The Academy Awards are this weekend, so we invited three of our favorite film critics and pop culture queens to talk about the whole shebang: will Kathryn Bigelow break the Best Director glass ceiling? Is Sandra Bullock going to take home a statuette? Was Avatar all that it was cracked up to be? And why was that Vanity Fair Hollywood issue cover so darn white?

Courtney Young, blogger and author of From Madea To Michelle, Maryann Johanson, the FlickFilosopher, and Alison Willmore of the IFC's Indie Eye blog join us in studio to talk about all that and more.

Kate Clinton is back with some thoughts on Tiger Woods' image rehabilitation, sports fever, women's history month, and the Oscars, as well as Jim Bunning's singlehanded choice to deny unemployment benefits to over 400,000 people.

Continuing with our Oscar theme, we bring you the second part of our conversation with whistleblower, anti-war activist, and documentary film subject Daniel Ellsberg.
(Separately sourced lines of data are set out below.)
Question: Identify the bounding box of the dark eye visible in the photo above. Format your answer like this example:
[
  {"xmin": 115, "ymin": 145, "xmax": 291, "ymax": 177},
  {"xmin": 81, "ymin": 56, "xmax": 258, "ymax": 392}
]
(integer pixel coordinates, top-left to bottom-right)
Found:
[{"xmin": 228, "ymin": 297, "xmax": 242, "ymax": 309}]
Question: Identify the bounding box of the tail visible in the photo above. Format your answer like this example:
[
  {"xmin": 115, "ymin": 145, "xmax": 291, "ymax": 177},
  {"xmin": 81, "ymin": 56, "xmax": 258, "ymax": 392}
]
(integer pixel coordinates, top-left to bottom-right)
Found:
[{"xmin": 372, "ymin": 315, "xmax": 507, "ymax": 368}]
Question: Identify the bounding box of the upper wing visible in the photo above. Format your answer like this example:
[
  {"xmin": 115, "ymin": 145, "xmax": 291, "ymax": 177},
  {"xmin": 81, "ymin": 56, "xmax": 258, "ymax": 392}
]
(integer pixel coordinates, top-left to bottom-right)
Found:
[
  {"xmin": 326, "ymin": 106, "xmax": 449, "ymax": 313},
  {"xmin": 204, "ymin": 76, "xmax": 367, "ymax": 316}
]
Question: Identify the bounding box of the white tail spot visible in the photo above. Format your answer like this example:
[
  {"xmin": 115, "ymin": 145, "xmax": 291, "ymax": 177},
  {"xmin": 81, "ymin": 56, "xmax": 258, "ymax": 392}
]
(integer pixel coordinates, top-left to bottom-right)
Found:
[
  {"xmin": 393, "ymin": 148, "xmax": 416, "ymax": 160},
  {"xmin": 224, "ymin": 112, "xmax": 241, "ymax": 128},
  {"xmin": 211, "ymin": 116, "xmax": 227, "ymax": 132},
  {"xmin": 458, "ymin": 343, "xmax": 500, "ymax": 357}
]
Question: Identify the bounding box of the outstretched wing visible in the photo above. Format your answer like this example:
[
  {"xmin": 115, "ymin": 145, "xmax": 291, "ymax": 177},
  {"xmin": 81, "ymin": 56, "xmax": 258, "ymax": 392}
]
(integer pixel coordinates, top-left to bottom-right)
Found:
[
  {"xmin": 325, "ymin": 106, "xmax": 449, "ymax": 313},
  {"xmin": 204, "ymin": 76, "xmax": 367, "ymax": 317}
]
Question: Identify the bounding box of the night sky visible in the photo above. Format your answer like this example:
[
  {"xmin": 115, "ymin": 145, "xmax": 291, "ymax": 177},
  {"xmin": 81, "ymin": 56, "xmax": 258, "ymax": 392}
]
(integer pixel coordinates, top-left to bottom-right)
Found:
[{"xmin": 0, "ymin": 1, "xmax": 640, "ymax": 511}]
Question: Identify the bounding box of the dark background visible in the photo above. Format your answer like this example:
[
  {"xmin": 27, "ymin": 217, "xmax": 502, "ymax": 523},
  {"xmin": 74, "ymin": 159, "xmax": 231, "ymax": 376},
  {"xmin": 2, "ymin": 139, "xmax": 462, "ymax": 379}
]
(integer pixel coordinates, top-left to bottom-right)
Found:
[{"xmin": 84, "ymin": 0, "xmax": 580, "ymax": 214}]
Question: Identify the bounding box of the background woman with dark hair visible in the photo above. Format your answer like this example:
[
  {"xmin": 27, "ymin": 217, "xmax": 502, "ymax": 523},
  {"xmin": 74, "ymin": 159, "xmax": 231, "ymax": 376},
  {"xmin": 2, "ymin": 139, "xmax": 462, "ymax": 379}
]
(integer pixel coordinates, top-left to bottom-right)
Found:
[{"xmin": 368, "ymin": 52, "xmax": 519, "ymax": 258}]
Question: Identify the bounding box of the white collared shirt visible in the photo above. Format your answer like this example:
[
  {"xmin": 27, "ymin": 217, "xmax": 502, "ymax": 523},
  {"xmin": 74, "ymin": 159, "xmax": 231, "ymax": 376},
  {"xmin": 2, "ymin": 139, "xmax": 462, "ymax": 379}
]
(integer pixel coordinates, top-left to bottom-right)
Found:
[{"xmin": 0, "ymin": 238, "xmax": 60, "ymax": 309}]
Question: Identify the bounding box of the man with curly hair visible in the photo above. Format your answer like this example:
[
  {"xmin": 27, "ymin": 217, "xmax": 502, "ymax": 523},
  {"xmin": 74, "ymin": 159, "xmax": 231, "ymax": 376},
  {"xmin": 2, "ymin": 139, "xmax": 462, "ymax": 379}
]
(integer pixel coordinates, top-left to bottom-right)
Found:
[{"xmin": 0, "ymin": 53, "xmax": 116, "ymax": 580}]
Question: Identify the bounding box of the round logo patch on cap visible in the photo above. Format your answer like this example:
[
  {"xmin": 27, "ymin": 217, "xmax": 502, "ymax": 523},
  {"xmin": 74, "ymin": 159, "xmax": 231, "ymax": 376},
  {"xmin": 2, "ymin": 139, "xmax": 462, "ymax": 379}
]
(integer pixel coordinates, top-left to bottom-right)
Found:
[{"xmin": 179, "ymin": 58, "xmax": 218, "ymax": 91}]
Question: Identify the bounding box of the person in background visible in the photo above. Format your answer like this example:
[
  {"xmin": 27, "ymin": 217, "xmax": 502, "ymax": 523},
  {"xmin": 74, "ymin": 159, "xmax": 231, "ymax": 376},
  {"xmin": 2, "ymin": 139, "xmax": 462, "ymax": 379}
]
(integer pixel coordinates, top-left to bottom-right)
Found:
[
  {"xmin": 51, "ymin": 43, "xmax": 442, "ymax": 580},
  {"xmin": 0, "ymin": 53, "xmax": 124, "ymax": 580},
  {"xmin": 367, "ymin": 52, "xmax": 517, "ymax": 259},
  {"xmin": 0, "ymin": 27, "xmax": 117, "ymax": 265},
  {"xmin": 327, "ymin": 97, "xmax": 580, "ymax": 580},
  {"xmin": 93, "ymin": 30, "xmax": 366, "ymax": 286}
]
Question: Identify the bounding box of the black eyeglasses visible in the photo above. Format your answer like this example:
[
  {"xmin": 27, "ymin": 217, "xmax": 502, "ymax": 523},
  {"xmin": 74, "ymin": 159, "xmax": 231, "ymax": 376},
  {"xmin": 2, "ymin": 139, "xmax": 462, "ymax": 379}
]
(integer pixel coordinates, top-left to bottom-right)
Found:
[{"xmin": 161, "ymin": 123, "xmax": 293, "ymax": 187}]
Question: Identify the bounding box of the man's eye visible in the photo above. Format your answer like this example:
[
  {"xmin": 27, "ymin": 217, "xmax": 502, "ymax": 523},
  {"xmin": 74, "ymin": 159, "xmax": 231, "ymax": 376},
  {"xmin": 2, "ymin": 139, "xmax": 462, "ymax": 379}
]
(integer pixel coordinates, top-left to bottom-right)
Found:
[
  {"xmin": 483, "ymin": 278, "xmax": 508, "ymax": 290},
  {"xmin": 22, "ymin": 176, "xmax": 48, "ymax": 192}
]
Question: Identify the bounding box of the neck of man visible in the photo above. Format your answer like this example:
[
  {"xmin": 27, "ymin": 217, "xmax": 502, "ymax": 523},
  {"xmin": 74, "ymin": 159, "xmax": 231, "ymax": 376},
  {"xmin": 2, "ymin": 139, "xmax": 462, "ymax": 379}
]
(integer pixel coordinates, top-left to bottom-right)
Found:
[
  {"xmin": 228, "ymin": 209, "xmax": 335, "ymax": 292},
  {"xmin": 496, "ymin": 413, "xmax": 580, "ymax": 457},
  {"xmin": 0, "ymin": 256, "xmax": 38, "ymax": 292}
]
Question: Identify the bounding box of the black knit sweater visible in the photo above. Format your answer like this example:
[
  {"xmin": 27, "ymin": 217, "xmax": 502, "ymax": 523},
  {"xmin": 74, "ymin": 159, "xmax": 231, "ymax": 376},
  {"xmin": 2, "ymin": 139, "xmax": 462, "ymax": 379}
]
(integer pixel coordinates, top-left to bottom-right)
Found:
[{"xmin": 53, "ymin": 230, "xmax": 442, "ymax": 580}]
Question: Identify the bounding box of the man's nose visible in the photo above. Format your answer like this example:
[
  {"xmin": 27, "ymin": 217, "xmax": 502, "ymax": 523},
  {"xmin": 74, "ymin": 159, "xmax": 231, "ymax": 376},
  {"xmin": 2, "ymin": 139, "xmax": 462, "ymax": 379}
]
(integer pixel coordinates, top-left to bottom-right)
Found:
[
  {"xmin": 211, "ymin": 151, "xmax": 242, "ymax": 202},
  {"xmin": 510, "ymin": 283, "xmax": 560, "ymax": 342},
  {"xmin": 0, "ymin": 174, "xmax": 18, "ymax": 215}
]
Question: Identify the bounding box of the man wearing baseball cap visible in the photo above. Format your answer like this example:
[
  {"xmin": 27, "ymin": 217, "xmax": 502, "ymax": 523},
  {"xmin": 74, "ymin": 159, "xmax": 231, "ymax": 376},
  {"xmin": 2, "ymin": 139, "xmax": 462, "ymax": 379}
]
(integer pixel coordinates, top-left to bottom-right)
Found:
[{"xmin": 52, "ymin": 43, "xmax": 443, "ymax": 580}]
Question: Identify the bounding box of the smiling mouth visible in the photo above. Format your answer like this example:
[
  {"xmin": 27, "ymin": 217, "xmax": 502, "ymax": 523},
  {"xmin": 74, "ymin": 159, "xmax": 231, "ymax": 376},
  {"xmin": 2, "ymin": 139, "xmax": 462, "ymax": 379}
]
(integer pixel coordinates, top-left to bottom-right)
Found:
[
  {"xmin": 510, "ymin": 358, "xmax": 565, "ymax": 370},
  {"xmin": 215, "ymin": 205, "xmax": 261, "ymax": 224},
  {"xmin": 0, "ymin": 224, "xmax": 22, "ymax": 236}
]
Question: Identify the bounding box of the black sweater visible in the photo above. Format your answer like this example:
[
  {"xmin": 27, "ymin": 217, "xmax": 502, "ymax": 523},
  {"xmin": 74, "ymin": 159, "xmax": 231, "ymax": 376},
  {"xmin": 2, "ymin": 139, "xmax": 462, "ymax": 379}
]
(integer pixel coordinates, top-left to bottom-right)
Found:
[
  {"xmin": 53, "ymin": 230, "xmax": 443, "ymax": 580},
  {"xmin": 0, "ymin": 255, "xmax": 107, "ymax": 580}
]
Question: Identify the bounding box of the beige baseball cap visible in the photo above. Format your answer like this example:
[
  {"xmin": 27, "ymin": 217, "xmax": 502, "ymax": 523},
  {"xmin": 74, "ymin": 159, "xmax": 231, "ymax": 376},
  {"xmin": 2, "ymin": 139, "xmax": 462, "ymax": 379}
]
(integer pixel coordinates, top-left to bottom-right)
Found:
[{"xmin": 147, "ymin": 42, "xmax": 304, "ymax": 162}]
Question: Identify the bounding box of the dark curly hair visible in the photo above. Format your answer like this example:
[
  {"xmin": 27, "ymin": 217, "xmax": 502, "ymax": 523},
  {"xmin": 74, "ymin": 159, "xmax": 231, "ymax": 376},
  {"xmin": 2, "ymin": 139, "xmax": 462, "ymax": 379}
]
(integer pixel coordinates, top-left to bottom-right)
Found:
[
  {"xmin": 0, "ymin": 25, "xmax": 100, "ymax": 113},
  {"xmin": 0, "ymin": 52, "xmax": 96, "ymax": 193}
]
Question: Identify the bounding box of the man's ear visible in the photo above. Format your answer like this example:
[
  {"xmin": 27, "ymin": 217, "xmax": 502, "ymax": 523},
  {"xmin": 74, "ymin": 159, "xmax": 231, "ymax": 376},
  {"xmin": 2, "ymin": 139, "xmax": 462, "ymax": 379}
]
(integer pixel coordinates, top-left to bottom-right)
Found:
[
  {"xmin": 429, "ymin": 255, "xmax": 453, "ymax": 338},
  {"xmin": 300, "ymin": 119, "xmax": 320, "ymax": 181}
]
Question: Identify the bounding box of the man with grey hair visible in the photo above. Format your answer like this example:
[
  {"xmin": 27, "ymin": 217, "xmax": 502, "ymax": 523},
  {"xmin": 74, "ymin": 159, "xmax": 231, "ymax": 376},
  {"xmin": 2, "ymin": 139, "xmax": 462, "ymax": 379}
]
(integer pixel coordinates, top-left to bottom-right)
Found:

Since the 1960s, Ellsberg has been fighting to stop war and bring government secrets into the open, and he knows firsthand how much power citizens can wield against the government.

Ellsberg is headed to the Oscars himself with the crew of the film, and he sat down with Laura recently to talk about his experience releasing the Pentagon Papers to the press, what's changed from the 60s and Vietnam--and what hasn't.

Oil wasn't discovered in the Niger Delta until the near end of colonial rule. But its discovery, for the people of Nigeria, meant another kind of oppression: money working hand in hand with military rule.

This week's featured documentary, Sweet Crude, looks at the consequences of oil extraction for the people and environment of Nigeria.

Finally, Laura has some words for the U.S. government's supposed "high road" contracting plan.